There is 'duplication' in language, this is why at national levels people have some form of a number (social security number in the US) that is unique to each individual -- even if they have the same name. For locations, each city in the US has a FIPS code (like we used with the census) that is unique, even if a town or city shares a name with a town in another state. 

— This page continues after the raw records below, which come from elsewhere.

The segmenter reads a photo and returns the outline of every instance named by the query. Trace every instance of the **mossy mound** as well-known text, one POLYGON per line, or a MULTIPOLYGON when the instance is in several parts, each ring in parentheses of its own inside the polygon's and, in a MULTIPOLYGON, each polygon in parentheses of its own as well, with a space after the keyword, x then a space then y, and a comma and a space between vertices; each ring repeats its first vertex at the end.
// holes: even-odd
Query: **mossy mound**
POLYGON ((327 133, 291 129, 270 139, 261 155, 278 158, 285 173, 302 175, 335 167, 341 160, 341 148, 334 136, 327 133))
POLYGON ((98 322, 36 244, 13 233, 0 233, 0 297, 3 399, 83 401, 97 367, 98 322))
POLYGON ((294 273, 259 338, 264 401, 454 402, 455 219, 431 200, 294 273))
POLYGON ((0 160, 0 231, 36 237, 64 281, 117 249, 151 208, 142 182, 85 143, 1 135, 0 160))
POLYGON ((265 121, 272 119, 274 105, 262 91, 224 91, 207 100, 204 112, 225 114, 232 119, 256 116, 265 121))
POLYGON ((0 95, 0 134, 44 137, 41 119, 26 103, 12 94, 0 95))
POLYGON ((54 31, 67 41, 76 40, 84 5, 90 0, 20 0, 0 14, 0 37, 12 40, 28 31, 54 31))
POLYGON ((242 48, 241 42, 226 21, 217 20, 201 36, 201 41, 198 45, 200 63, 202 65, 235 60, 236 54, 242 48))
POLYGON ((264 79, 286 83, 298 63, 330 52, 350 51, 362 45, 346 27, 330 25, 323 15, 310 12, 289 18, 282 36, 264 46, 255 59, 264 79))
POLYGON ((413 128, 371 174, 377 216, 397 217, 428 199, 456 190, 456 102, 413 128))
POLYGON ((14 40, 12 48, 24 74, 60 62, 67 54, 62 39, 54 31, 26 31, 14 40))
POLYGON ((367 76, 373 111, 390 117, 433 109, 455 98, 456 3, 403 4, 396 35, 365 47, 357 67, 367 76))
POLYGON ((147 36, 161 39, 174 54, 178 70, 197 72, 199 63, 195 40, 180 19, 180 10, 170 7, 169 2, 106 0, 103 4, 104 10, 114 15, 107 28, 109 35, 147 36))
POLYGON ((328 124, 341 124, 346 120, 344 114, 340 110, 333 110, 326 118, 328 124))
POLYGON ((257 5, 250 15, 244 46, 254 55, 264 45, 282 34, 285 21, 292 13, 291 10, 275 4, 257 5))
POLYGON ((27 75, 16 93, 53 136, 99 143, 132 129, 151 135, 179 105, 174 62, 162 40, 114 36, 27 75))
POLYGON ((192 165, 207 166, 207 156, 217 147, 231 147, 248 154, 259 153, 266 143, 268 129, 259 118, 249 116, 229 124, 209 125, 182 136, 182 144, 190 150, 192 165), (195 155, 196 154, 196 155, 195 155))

Disambiguation is the process of creating these unique entity indices for our own entities -- we are essentially taking all of the entities that we find and trying to reduce the pool down to the unique entities and assign a "SSN" to each unique pool of entities. Thus, we know that `IAGO` in line 10 is the same entity as `IAGO` in line 1000.

## Exercise Discussion. 

What features would you think to use in something like author name disambiguation?


## Back to our usage

We don't have much of a real example to work through here because what we would care about is direct matching. In the real world we would typically have to deal with misspellings or variations in spellings, which is what grows the pipeline. One of the most fundamental techniques in doing disambiguation is leveraging fuzzy matching to generate potential candidates. Names with a high-similarity are considered as potential match candidates for further consideration and low-similarity candidates are discarded. 

In [None]:
!pip install fuzzywuzzy

In [None]:
from fuzzywuzzy import fuzz

fuzz.ratio("IAGO", "IAG")

In [None]:
fuzz.ratio("OTHELLO", "IAGO")

In [None]:
fuzz.ratio("DESDEMONA", "IAGO")

In [None]:
fuzz.ratio("DESDEMONA", "OTHELLO")

As you can see here a dropped character is still giving us a high match ratio, while different names are giving poor matches. Of course choosing where 'high' and 'low' is is effectively another algorithm that you are creating. As such, it needs to be "trained" and optimized to be specific to your data. Importantly, fuzzymatching is not a silver bullet since it's relying on numerical measures -- the length of your target strings will have an impact on the calculated ratios (and thus how you might want to set your cut-off for a high match or not).